The plaintiff was instructed to drive a work utility vehicle to the area where the bins were located, open the lid of the bin, tie the top of the garbage liner, lift the garbage liner out of the bin and put it down on the ground, put the new liner in the bin and then go to the next available bin until each of the bin liners had been removed. The plaintiff was then instructed to collect the bags and lift them into the back of the utility vehicle. He was further instructed that if the full bin liners were too heavy to lift, he should lie the wheelie bin on the ground, then drag the full bin liner out on its side, then stand the bin up and put the new bin liner in the wheelie bin. The plaintiff was further instructed that if he was unable to lift the full garbage bin liner from the ground to the tray of the work utility vehicle, he ought to call for assistance.

The incident

On 24 February 2019, while executing his normal work duties, the plaintiff attended upon four wheelie bins full of rubbish. He considered the bin liners full of rubbish were too heavy to lift alone. He flagged down a female co-worker and agreed with her suggestion of collecting them later.

After removing the full liners from three of the four wheelie bins, a wasp emerged from the vicinity of the fourth bin, stinging the plaintiff on his left forearm. In reaction, he stepped back, tripped over one of the full bin liners he had previously placed on the ground, and fell, resulting in an injury to his left elbow (the fall).

As a result of the fall, the plaintiff suffered a comminuted intraarticular fracture of the left distal humerus with displacement. He underwent an operative procedure to remove loose bone fragments from his left arm and an internal fixation of the left distal humeral fracture. The plaintiff had limited movement of his left elbow and commenced physiotherapy a short time after.

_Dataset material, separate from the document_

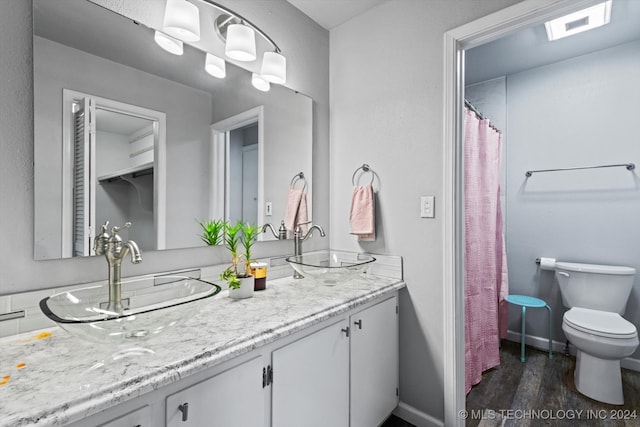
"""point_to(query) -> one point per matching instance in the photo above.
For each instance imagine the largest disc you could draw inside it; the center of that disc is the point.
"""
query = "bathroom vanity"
(297, 353)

The plaintiff commenced proceedings in the Supreme Court of Queensland pursuant to the Workers’ Compensation and Rehabilitation Act 2003, alleging that the defendants acted negligently in failing to take precautions against a risk of injury that was foreseeable and not insignificant, which subsequently resulted in loss and damages to the plaintiff.

The decision at trial

The defendants argued the risk of the plaintiff tripping on a rubbish bag which he had only just and temporarily placed upon the ground could not be considered a foreseeable and significant risk in the circumstances. Hays, as the labour hire employer, argued that it should not be found liable for any portion of the breach. Justice Crow disagreed, emphasising that the foreseeable risk of tripping on the bags made both defendants liable under the Workers’ Compensation and Rehabilitation Act 2003.

Justice Crow determined that both Hays and Civeo were liable for the plaintiff’s injuries. Hays, as the employer, had a duty to ensure that its employees were placed in safe working environments, while Civeo, as the host employer, was responsible for maintaining a safe workplace. The court found that both parties had breached their non-delegable duty to the plaintiff, with Civeo bearing predominant liability as it was responsible for the design, implementation, and enforcement of the safe system of work.

In essence, His Honour found that Civeo breached their non-delegable duty of care to the plaintiff by failing to:

  • Provide the plaintiff with adequate manual handling assistance or additional workers to assist with the task.
  • Direct or instruct him to place bin bags immediately into the utility.

Ultimately, Crow J found in favour of the plaintiff against the defendant’s and awarded damages at an apportionment of 25% (or $503,595.51) against Hays and 75% (or $873,014.08) against Civeo.

Implications for you

This case illustrates that despite acknowledging and accepting issues as to the credibility of a plaintiff – generally finding the plaintiff as honest but somewhat unreliable – the courts are willing to award significant damages upon responsible tortfeasors. Furthermore, for employers, the importance of critically analysing and consistently updating workplace practices with regard to an employee’s workplace duties should not be undermined in any respect.